I'm sure some conservatives are going to start hemming and hawing about how the lack of upper body strength among your average lady-type means this will accelerate the wussification of the U.S. military, and how it was just inevitable under Barack Obama's plan to destroy America. No doubt we'll hear that from Rush Limbaugh, who probably couldn't do a push-up if there was a capital gains tax cut waiting at the top of it.
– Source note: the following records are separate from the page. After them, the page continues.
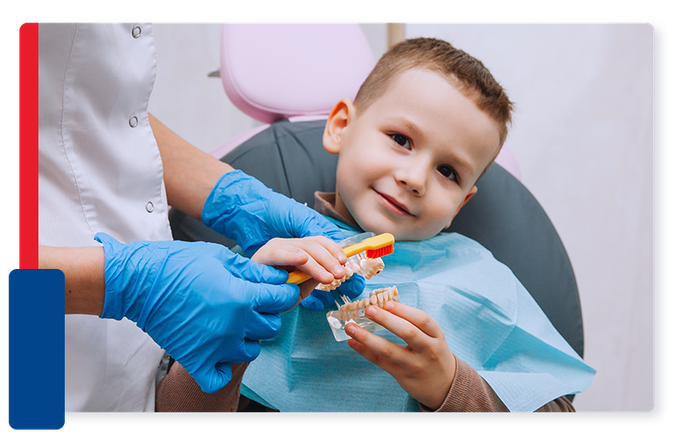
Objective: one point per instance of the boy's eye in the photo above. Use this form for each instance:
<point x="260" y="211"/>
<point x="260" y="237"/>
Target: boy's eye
<point x="401" y="140"/>
<point x="448" y="172"/>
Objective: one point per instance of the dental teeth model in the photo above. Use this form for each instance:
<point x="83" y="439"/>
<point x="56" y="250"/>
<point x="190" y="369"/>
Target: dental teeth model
<point x="354" y="312"/>
<point x="378" y="297"/>
<point x="360" y="264"/>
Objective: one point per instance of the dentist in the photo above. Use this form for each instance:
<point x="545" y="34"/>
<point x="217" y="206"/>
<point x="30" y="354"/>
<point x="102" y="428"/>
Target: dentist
<point x="107" y="172"/>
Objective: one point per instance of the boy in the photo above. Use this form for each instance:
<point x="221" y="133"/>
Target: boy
<point x="425" y="125"/>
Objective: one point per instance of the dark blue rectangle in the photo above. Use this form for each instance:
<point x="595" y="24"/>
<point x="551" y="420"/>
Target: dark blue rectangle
<point x="35" y="350"/>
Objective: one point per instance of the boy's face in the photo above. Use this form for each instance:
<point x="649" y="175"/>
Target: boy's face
<point x="410" y="160"/>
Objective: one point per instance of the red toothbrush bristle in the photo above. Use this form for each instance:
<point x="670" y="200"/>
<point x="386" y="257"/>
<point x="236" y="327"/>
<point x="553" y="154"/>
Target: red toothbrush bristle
<point x="380" y="252"/>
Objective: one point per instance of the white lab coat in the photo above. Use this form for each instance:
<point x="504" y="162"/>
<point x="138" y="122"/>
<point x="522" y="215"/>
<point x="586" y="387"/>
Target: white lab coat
<point x="100" y="171"/>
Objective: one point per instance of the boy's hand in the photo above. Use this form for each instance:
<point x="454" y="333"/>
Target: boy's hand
<point x="425" y="367"/>
<point x="318" y="256"/>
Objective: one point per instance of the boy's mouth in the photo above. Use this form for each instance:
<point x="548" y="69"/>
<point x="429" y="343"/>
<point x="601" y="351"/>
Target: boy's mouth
<point x="394" y="205"/>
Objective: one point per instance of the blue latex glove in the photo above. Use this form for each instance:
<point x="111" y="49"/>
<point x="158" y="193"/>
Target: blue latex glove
<point x="203" y="304"/>
<point x="242" y="208"/>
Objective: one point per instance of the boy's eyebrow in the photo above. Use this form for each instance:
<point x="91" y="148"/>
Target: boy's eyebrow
<point x="405" y="122"/>
<point x="457" y="158"/>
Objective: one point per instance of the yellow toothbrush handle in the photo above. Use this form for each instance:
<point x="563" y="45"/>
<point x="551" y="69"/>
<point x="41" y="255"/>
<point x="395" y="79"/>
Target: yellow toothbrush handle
<point x="297" y="277"/>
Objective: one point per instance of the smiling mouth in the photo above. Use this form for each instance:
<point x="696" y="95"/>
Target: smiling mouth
<point x="394" y="205"/>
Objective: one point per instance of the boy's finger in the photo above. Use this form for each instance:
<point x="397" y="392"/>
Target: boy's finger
<point x="414" y="337"/>
<point x="375" y="349"/>
<point x="416" y="317"/>
<point x="317" y="248"/>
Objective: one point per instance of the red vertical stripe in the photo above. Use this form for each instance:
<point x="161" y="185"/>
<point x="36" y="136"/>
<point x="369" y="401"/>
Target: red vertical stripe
<point x="27" y="145"/>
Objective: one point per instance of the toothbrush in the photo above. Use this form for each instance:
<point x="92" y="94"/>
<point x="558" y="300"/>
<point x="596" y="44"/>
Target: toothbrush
<point x="374" y="247"/>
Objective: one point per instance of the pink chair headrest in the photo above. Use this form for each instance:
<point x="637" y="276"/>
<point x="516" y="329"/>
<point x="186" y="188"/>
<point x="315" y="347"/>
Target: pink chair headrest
<point x="272" y="71"/>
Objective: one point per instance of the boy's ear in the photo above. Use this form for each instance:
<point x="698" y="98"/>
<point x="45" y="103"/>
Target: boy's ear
<point x="471" y="193"/>
<point x="337" y="121"/>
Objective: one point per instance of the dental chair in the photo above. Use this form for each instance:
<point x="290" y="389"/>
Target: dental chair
<point x="278" y="74"/>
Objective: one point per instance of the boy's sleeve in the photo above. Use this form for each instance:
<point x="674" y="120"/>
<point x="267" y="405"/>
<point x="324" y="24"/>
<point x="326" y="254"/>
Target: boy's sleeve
<point x="471" y="394"/>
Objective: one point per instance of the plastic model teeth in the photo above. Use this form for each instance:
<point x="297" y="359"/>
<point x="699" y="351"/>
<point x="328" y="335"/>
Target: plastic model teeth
<point x="354" y="312"/>
<point x="360" y="264"/>
<point x="378" y="297"/>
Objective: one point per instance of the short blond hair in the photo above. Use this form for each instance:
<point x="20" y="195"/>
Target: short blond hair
<point x="465" y="72"/>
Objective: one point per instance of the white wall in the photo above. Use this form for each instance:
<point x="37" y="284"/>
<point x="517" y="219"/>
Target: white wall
<point x="583" y="136"/>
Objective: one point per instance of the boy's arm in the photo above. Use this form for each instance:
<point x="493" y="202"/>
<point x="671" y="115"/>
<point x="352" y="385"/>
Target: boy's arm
<point x="471" y="394"/>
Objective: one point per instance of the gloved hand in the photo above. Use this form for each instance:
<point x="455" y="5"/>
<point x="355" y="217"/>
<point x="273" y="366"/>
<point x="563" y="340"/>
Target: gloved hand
<point x="242" y="208"/>
<point x="203" y="304"/>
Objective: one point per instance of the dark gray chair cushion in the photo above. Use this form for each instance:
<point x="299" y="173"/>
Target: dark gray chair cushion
<point x="503" y="216"/>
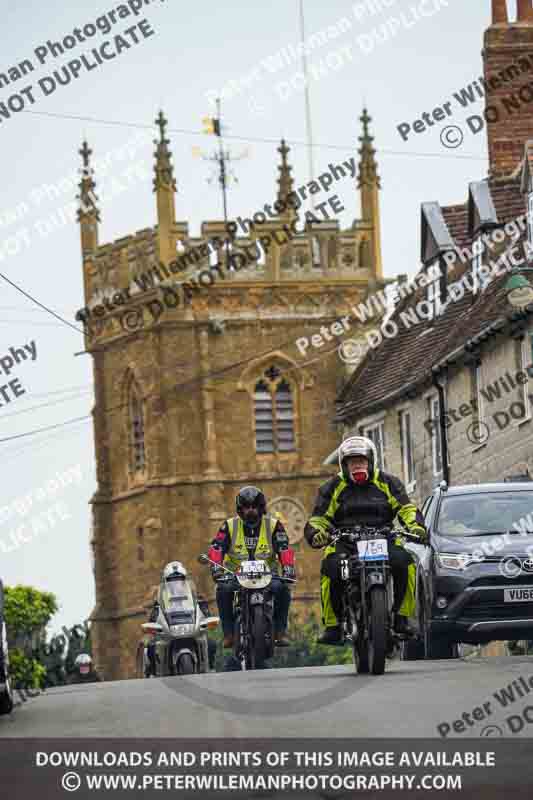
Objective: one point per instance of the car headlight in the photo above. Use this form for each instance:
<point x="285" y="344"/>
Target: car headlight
<point x="455" y="560"/>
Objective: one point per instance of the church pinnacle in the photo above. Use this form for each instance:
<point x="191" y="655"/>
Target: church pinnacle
<point x="165" y="188"/>
<point x="164" y="173"/>
<point x="368" y="168"/>
<point x="88" y="213"/>
<point x="285" y="180"/>
<point x="369" y="183"/>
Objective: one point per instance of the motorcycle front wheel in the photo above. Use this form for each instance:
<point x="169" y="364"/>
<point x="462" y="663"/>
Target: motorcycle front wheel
<point x="359" y="646"/>
<point x="257" y="649"/>
<point x="377" y="635"/>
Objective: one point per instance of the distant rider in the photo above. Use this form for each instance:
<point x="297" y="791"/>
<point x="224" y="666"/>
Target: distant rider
<point x="252" y="535"/>
<point x="83" y="671"/>
<point x="361" y="494"/>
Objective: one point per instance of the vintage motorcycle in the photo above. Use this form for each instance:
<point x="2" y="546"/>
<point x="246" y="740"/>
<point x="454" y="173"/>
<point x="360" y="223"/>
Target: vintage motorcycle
<point x="253" y="641"/>
<point x="178" y="643"/>
<point x="368" y="594"/>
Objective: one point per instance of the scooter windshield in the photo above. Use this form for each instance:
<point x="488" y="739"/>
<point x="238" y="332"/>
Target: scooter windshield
<point x="179" y="601"/>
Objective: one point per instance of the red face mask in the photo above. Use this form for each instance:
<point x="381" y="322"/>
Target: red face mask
<point x="360" y="476"/>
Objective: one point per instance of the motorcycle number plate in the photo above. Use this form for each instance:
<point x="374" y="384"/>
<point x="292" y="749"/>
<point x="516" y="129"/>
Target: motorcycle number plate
<point x="373" y="550"/>
<point x="255" y="567"/>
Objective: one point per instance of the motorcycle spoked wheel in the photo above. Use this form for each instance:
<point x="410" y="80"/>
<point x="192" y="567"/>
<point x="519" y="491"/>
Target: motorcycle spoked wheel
<point x="239" y="645"/>
<point x="359" y="645"/>
<point x="378" y="631"/>
<point x="184" y="664"/>
<point x="257" y="651"/>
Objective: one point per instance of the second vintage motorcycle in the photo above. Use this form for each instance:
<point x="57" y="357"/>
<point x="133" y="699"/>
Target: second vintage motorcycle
<point x="177" y="641"/>
<point x="253" y="641"/>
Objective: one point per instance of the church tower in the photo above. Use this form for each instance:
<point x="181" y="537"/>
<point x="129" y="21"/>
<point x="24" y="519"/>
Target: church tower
<point x="199" y="395"/>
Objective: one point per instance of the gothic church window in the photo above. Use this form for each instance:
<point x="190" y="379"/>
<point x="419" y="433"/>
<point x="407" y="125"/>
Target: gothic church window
<point x="274" y="414"/>
<point x="315" y="249"/>
<point x="138" y="459"/>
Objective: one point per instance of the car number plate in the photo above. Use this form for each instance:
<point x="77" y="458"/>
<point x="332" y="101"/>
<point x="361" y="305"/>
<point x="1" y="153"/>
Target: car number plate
<point x="255" y="567"/>
<point x="518" y="595"/>
<point x="373" y="550"/>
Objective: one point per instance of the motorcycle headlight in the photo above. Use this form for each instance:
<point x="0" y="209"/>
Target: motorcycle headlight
<point x="455" y="560"/>
<point x="182" y="630"/>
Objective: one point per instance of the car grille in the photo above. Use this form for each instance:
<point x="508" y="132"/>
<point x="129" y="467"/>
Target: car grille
<point x="500" y="580"/>
<point x="489" y="611"/>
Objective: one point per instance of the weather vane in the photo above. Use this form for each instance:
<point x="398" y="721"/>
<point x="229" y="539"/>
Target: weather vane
<point x="223" y="176"/>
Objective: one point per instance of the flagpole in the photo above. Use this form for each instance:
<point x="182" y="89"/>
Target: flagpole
<point x="309" y="127"/>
When it comes to the physical differences between men and women, this doesn't seem like it ought to be an issue. Yes, on average men are bigger and stronger than women. But the military shouldn't accept average people, or if it does it ought to whip them into shape until they're above average, because right now the average American consumes four Big Gulps a day to wash down his six Taco Supremes. As it happens, the services have slightly different fitness standards for men and women (not radically different, but women have to do a few fewer push-ups, have a bit more time to complete a 1.5-mile run, etc.). Although I confess I don't know much about how the standards were developed, on their face I think it's kind of silly. Presumably the fitness standards exist because they have some kind of relationship to what a person might be called on to do in a combat situation. You'll need to pull yourself up over obstacles, or run from one place to another, and that will be the same for men and women.
So they ought to just make them the same for both genders. Equalizing the standards would mean that the women who make it will be drawn from a slightly smaller part of the female bell curve of physical capability than the men who do, but that's OK-they'll just be a more select group. Girls' participation in sports has increased in recent years, so I'm sure there are plenty more women who could meet those standards if they wanted to than there were a couple of decades ago, and nobody but the most troglodytic congressman thinks that women are constitutionally incapable of running around shooting people and blowing things up. Nevertheless, even after they open them up to both genders men are probably going to outnumber women for some time in the real elite units like Army Rangers and Navy SEALs. Which is also probably OK; change will come there too.
My guess is that the protestation that greets this move will be minimal and half-hearted. The same people who are likely to object already lost the argument about gays in the military, after all their talk about "unit cohesion" was exposed as nothing more than ridiculous fear and prejudice. So they probably know that having gone through that debate, they aren't going to win this one either.